HUSH (Cover)
Seit dem Frühjahr letzten Jahres ist Ruhe eingekehrt in die ehemals wummernden Hallen und Gänge der Berliner Techno-Institutionen. Aus früher höchstens kurzweilig verlassenen Orten der Begegnung sind heute entfremdete Räume voll gähnender Ungewissheit geworden. In sich abwechselnden Etappen der Hoffnung und Enttäuschung blieben die Protagonist*innen der Berliner Clubkultur in ihren Habitaten allein zurück.
Mit dem Willen festzuhalten, was in Zeiten der Pandemie in geisterhafte Stille verfallen ist, besuchten die Fotografin Marie Staggat und der Journalist Timo Stein von April 2020 bis Januar 2021 insgesamt 42 Berliner Technoclubs. Ihre Eindrücke haben sie nun in einem Fotoband gesammelt.
Mit Interviews und Porträts dokumentieren sie in HUSH: Clubkultur in Zeiten der Stille die pandemisch verordnete Ruhe, die für die Protagonist*innen der Berliner Nächte auch zu einer Zeit der existenziellen Ängste wurde. Großer Verzweiflung, aber auch großer Kreativität und unbändigem Optimismus seien sie dabei begegnet.
Mit HUSH: Clubkultur in Zeiten der Stille liefern Staggat und Stein nicht nur ein interessantes Protokoll des Ausnahmezustandes, sondern schaffen durch eine Vielzahl an Geschichten, Interviews und Anekdoten auch ein für die Subkultur bedeutsames Zeitdokument der Berliner Electro- und Technoszene.
Das Buch ist am 01. März 2020 im Parthas Verlag erschienen und kostet 30 Euro. Die Einnahmen kommen dabei auch den beteiligten Clubs zugute.

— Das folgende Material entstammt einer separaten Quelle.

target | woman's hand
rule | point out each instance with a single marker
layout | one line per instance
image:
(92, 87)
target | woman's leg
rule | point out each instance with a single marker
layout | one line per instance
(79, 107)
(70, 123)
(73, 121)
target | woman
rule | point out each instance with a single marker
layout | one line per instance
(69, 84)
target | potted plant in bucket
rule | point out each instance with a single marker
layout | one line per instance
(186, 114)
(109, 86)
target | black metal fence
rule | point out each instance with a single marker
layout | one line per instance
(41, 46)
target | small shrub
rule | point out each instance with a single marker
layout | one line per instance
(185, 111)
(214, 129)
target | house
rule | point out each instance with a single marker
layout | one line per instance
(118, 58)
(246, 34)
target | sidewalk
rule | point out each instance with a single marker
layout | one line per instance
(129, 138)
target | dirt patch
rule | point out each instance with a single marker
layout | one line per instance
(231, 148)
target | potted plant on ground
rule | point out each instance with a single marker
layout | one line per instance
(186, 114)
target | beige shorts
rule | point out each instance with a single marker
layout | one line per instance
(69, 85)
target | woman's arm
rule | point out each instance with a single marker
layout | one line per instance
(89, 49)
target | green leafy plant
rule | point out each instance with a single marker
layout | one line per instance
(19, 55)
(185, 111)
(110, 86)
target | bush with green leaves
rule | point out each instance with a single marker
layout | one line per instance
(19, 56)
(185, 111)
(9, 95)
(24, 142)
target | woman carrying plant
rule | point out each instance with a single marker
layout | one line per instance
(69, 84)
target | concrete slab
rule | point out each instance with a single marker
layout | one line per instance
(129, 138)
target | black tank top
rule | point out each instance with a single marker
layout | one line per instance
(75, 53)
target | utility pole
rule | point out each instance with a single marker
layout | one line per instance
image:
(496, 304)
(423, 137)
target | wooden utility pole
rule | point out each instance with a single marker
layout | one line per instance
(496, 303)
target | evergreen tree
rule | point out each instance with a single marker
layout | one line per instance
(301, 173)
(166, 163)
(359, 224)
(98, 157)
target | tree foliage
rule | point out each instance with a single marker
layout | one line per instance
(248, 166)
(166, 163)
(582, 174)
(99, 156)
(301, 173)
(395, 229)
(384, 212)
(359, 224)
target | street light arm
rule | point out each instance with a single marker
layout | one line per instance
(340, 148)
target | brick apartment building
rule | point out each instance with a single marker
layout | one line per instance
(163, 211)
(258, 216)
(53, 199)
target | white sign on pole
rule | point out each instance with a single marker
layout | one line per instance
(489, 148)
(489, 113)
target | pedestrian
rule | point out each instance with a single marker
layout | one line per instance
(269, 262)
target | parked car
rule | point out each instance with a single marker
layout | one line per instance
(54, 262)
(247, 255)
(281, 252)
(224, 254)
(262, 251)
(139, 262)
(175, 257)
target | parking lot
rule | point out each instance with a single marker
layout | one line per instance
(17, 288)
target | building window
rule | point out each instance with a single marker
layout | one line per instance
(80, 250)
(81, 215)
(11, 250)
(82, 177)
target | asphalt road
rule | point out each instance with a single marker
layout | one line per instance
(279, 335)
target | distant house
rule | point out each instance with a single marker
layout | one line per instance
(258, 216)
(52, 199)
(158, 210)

Im Folgenden eine kleine Auswahl der Bilder des Fotobands.
Paloma
„Freitag, der 13. März (..). Für die Berliner Clubs bringt dieser Tag im Frühjahr 2020 die Gewissheit, dass es keine Gewissheiten mehr geben wird.”
Ohm
„Während in den Monaten nach dem Lockdown in vielen gesellschaftlichen Bereichen und Branchen nach und nach eine zarte Perspektive zurückkehrt, bleibt sie für die Clubs maximal unscharf.”
Tresor
„Wir brachen auf in die ursprünglich lautesten Orte der Stadt, aus denen unfreiwillig Orte der Stille wurden.”
Else
„Dabei trafen wir auf eine Branche, deren Alltag sich schon vor Corona in einer Krise befand. Steigende Mieten, Lärmbeschwerden und Verdrängung hießen ihre Gegner. Mit dem Virus kam der unsichtbare Feind hinzu und brachte eine neue Qualität von Krise.”
Flo
„An diesen Orten stießen wir nun auf eine pandemiebedingte Stille, die so unerträglich anders war. Drückend und ohne Pausen. Eine Krisenstille, die nicht versprechen wollte oder konnte, dass nach ihr tatsächlich wieder Dinge wie Tanz, Lärm und Leben folgen.”
Gretchen
„Was für Paris der Eiffelturm oder für Rom der Papst, ist für Berlin der Technoclub.”
Mudar
„Auf unserer Quarantäneclubtour trafen wir auf mitunter verzweifelte, vor allem aber krisenfeste Kreative, auf Türsteher, Clubmanager, Booker, Barleute und Angestellte, die nach dem Lockdown nicht lange im Schockzustand verharrten, sondern umgehend Wege aus der Krise suchten.”
Humboldthain
„Während die vermeintlich Querdenkenden brüllten, trafen wir unsere Protagonisten an den stillen Orten, die zwar für Menschen gemacht wurden, aber auch ganz ohne sie wirken: in den Clubs.”
Lilly
„In all diesen Phasen trafen wir auf Menschen, die trotz eines Ganzjahreslockdowns, bezogen
auf das Kerngeschäft Indoor-Tanz, immer auch Verständnis für die von der Politik
verordneten Maßnahmen gegen die Ausbreitung des Virus zeigten.”
Arena
„Aus ehemals bebenden Hallen waren Stillleben geworden.”